Lee Miller gelang es während des Zweiten Weltkriegs, gegen alle Widerstände als Kriegsberichterstatterin für die US-Ausgabe der Zeitschrift „Vogue“ an die Front zu gelangen – ein Bereich, der bis dahin ausschließlich Männern vorbehalten war. Ihre Fotos, darunter Aufnahmen von der Befreiung der Konzentrationslager Buchenwald und Dachau, wurden zu wichtigen Zeitdokumenten.

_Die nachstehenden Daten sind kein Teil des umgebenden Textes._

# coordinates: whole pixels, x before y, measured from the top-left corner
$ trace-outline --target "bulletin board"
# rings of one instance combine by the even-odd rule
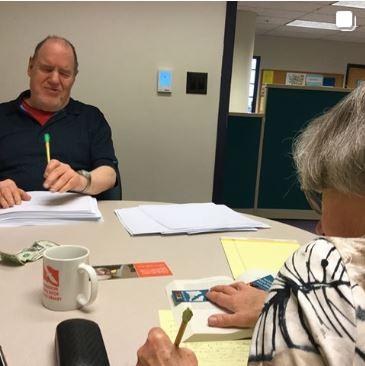
[[[363,69],[365,73],[365,68]],[[316,72],[316,71],[295,71],[295,70],[268,70],[263,69],[261,70],[261,77],[260,77],[260,97],[258,98],[258,108],[257,111],[259,113],[264,113],[264,106],[263,100],[265,98],[265,85],[267,84],[274,84],[274,85],[285,85],[287,81],[288,74],[298,74],[298,75],[321,75],[323,76],[324,80],[331,80],[333,79],[334,83],[332,85],[336,88],[342,88],[344,85],[344,75],[343,74],[336,74],[336,73],[326,73],[326,72]],[[298,78],[299,79],[299,78]],[[305,86],[305,78],[302,86]],[[326,85],[325,85],[326,86]]]

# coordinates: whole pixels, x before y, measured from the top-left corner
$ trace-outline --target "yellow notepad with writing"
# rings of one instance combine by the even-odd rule
[[[222,237],[221,243],[234,279],[257,269],[276,274],[299,248],[295,240]]]
[[[160,326],[174,342],[178,326],[171,310],[159,310]],[[199,366],[245,366],[247,365],[250,339],[218,342],[185,342],[180,347],[191,349]]]

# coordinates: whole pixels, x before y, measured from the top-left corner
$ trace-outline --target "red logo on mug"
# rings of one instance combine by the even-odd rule
[[[43,267],[43,280],[58,287],[60,285],[59,271],[50,266]]]

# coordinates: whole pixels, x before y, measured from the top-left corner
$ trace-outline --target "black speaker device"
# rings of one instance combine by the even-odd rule
[[[99,326],[86,319],[68,319],[56,328],[58,366],[110,366]]]

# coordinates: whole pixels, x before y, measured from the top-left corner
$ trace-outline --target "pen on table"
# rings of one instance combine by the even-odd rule
[[[182,313],[180,328],[179,328],[179,331],[177,332],[177,336],[176,336],[175,343],[174,343],[176,347],[179,347],[179,344],[184,335],[186,326],[188,325],[192,316],[193,316],[193,312],[190,310],[190,308],[186,308],[184,310],[184,312]]]
[[[44,135],[44,143],[46,144],[47,163],[49,163],[51,160],[51,150],[49,147],[50,141],[51,141],[51,136],[49,135],[49,133],[46,133]]]
[[[1,349],[1,346],[0,346],[0,366],[7,366],[5,356],[4,356],[3,350]]]

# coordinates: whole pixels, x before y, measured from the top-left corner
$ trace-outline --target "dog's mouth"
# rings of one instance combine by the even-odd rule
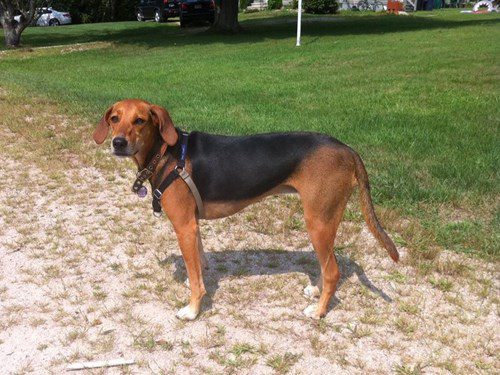
[[[134,150],[130,150],[130,149],[124,149],[124,150],[117,150],[117,149],[113,149],[113,155],[114,156],[117,156],[119,158],[126,158],[126,157],[130,157],[130,156],[134,156],[137,152],[134,151]]]
[[[111,147],[111,153],[119,158],[126,158],[134,156],[137,151],[135,150],[135,147],[131,147],[131,145],[129,144],[127,147],[123,148]]]
[[[113,155],[117,156],[119,158],[126,158],[128,156],[132,156],[133,154],[129,154],[128,152],[123,152],[123,151],[113,151]]]

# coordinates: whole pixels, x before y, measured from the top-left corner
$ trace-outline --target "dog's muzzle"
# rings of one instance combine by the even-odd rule
[[[130,156],[129,143],[125,137],[115,137],[112,141],[113,153],[116,156]]]

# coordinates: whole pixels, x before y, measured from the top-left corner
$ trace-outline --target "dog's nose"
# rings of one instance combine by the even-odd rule
[[[127,140],[124,137],[113,138],[113,147],[116,150],[121,150],[127,147]]]

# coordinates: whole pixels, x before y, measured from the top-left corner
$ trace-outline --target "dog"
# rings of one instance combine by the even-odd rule
[[[200,211],[203,219],[217,219],[233,215],[269,195],[297,193],[321,266],[319,301],[304,310],[306,316],[314,319],[326,315],[340,279],[333,246],[356,186],[368,228],[389,256],[395,262],[399,259],[394,242],[375,215],[363,161],[349,146],[328,135],[290,132],[223,136],[193,131],[184,135],[181,145],[180,130],[167,110],[140,99],[123,100],[109,107],[93,139],[101,144],[110,131],[112,153],[132,158],[139,171],[149,168],[154,163],[152,159],[157,160],[148,175],[153,189],[180,169],[194,182],[193,190],[186,180],[174,179],[158,199],[177,235],[191,289],[189,304],[176,314],[179,319],[195,319],[206,294],[202,275],[206,260],[198,226]],[[317,295],[319,288],[310,286],[305,293]]]

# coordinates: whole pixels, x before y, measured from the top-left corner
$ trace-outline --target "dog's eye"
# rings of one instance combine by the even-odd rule
[[[111,117],[111,121],[114,122],[115,124],[119,121],[120,119],[118,118],[118,116],[112,116]]]
[[[135,124],[136,124],[136,125],[142,125],[142,124],[144,124],[144,123],[145,123],[145,121],[144,121],[142,118],[137,118],[137,119],[135,120]]]

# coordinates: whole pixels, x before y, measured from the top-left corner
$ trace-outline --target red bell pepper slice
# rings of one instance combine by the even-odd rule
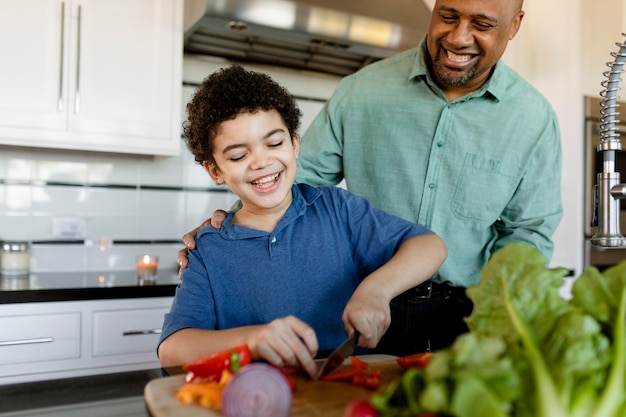
[[[396,359],[396,363],[402,369],[409,368],[425,368],[426,365],[430,363],[432,359],[432,352],[420,352],[414,353],[412,355],[403,356],[401,358]]]
[[[352,384],[367,389],[377,389],[380,386],[380,370],[362,370],[352,377]]]
[[[187,371],[187,382],[219,381],[224,369],[234,373],[251,361],[252,353],[248,345],[240,345],[187,363],[183,365],[183,370]]]
[[[380,386],[380,370],[369,370],[367,362],[356,356],[350,356],[350,368],[342,368],[324,375],[322,381],[346,381],[367,389],[377,389]]]

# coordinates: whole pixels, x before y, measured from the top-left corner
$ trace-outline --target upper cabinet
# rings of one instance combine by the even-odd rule
[[[176,155],[183,0],[0,0],[0,144]]]

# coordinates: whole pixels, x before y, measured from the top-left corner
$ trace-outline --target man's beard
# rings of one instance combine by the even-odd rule
[[[471,67],[468,70],[453,70],[446,68],[441,62],[441,55],[435,57],[433,62],[433,70],[437,76],[437,79],[446,85],[453,87],[460,87],[476,76],[476,66]]]

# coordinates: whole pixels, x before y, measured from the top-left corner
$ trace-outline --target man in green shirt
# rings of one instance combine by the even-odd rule
[[[562,217],[558,121],[501,60],[523,16],[522,0],[437,0],[420,45],[344,78],[302,138],[297,181],[345,179],[448,247],[427,285],[394,299],[378,352],[451,344],[472,309],[464,289],[506,243],[552,256]]]
[[[431,279],[445,284],[436,286],[443,298],[448,286],[477,284],[506,243],[525,242],[552,256],[562,216],[557,118],[500,60],[523,18],[521,6],[438,0],[421,44],[344,78],[302,138],[297,181],[345,178],[350,191],[444,239],[448,259]],[[471,311],[464,295],[440,303],[431,288],[430,298],[419,298],[427,292],[410,291],[392,308],[409,314],[403,326],[413,348],[404,336],[392,337],[406,328],[392,327],[380,350],[437,349],[464,330],[462,316]],[[442,317],[457,307],[456,320]],[[411,318],[413,309],[421,312]]]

Winslets Interesse an Lee Miller begann auf unerwartete Weise. Eine Freundin, die in einem Auktionshaus arbeitet, erzählte ihr von einem Vintage-Tisch, der einst Miller gehörte. „Dieser Tisch stand in Millers Küche im Farley Farm House in Chiddingly, und an ihm haben solche Persönlichkeiten wie Man Ray, Picasso und Max Ernst gegessen,“ erinnert sich Winslet, „Ich kauften diesen Tisch, legte meine Hände darauf und dachte über Lee Miller nach, wer sie war, wie sie lebte. Ich dachte: „Lass mich einen genaueren Blick auf ihr Leben werfen.“ Und das war der Beginn meiner Reise, die acht Jahre dauerte.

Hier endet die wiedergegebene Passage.